“My, that would be the limit,—drawing!” said Hilary. “Excuse me, high school slang. Father said I was to cut it out entirely.”
“‘Cut it out?’” suggested Eloise, mischievously.
“Yes, there it is again; it doesn’t seem to be as much easier here as Father thought.”
“We girls are not any too particular here,” remarked Grace, “but Miss Randolph says a great deal about it and some of us are trying to use good English. Our English teacher told us last year that ‘our speech influences our thought’ and that after a while we will not be able to think anything but the slang—‘and what will you do when you want to associate with people of refinement?’ she asked. She said we’d be embarrassed and not be able to talk and people would think us idiots!”
“How awful!”
“It certainly made a hit with you, Grace.”
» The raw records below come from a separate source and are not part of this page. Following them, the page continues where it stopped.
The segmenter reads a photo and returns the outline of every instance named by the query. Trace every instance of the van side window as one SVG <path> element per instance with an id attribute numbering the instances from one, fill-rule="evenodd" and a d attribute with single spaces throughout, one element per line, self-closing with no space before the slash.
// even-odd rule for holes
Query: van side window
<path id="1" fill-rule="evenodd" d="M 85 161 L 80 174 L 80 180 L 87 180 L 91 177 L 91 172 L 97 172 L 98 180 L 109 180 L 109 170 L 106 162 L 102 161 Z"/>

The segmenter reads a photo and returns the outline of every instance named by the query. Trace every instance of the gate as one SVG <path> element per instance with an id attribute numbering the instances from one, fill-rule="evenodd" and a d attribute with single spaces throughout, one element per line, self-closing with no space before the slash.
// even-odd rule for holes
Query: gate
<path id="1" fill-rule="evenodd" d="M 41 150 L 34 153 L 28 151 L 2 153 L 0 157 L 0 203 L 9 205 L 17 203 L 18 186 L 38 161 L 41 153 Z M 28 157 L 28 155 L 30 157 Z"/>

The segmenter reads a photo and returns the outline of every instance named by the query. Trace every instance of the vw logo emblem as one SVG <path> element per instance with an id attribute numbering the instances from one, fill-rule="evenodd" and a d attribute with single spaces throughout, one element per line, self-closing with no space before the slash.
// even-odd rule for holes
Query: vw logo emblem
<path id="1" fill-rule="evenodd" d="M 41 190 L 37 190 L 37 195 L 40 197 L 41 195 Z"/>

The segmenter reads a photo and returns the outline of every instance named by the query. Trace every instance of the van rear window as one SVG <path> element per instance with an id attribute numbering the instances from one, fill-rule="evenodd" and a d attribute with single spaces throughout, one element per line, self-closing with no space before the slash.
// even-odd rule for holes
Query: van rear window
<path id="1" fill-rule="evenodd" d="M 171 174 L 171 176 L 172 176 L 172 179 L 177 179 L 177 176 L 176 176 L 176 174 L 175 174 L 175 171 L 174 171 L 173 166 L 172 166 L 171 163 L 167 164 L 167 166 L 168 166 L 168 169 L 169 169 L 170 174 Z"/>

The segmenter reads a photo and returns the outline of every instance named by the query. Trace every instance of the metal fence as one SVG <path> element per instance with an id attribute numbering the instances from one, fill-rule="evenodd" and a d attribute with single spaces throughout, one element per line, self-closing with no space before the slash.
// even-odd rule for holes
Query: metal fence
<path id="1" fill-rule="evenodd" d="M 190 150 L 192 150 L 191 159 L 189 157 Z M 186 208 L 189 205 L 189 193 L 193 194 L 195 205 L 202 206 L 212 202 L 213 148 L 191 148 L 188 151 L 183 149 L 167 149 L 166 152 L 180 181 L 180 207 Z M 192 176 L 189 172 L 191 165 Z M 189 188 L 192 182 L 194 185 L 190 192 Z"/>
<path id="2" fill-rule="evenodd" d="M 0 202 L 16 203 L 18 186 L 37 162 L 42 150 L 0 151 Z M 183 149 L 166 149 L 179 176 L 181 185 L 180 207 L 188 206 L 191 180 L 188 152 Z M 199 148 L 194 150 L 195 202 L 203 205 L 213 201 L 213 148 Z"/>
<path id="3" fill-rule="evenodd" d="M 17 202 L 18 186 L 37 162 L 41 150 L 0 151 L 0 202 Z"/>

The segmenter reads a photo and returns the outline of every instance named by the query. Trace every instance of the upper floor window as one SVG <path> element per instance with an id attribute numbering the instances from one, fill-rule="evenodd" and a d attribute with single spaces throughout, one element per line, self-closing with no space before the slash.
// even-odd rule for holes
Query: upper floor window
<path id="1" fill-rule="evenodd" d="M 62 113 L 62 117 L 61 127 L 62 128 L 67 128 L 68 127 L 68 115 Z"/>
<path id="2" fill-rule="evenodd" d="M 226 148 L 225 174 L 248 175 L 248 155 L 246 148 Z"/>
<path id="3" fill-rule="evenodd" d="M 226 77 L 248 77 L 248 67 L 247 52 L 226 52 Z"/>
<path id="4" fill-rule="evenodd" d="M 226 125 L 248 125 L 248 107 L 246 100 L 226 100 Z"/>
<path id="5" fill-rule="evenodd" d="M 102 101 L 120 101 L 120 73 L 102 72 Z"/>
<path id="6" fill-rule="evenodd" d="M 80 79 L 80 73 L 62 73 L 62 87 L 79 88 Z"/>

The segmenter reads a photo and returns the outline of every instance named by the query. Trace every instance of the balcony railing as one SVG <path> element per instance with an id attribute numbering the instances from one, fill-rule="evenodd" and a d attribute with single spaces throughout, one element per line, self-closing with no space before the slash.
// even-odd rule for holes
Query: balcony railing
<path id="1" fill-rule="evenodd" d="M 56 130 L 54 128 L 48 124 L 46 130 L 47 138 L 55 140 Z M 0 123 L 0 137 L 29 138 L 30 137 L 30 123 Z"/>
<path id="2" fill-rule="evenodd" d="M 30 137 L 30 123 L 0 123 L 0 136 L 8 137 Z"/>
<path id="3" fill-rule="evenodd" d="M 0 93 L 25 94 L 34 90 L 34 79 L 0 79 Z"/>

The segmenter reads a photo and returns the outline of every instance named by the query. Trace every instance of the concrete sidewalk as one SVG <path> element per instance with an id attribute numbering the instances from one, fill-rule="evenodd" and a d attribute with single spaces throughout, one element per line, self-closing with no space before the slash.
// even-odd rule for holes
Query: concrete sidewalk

“Well, I should say so, and because my father said that if I came home and talked like my cousins, May and Jane, just out of college, he wasn’t going to let me go to school at all, but have a governess or something. And that would spoil all my plans!”
Cathalina listened amazed, recalling that she had always had the private teaching.
“There is Patricia West, Eloise,” said Grace. A young woman came out of the music building and walked rapidly across the campus, smiling and waving her hand at the girls.
“She is one of our instructors, Cathalina, new this year. She is one of the old grads here, finished in one year at college by taking summer school, took out her M. A. last year and here she is. Everybody likes Patty. I had a terrible crush my first year here.”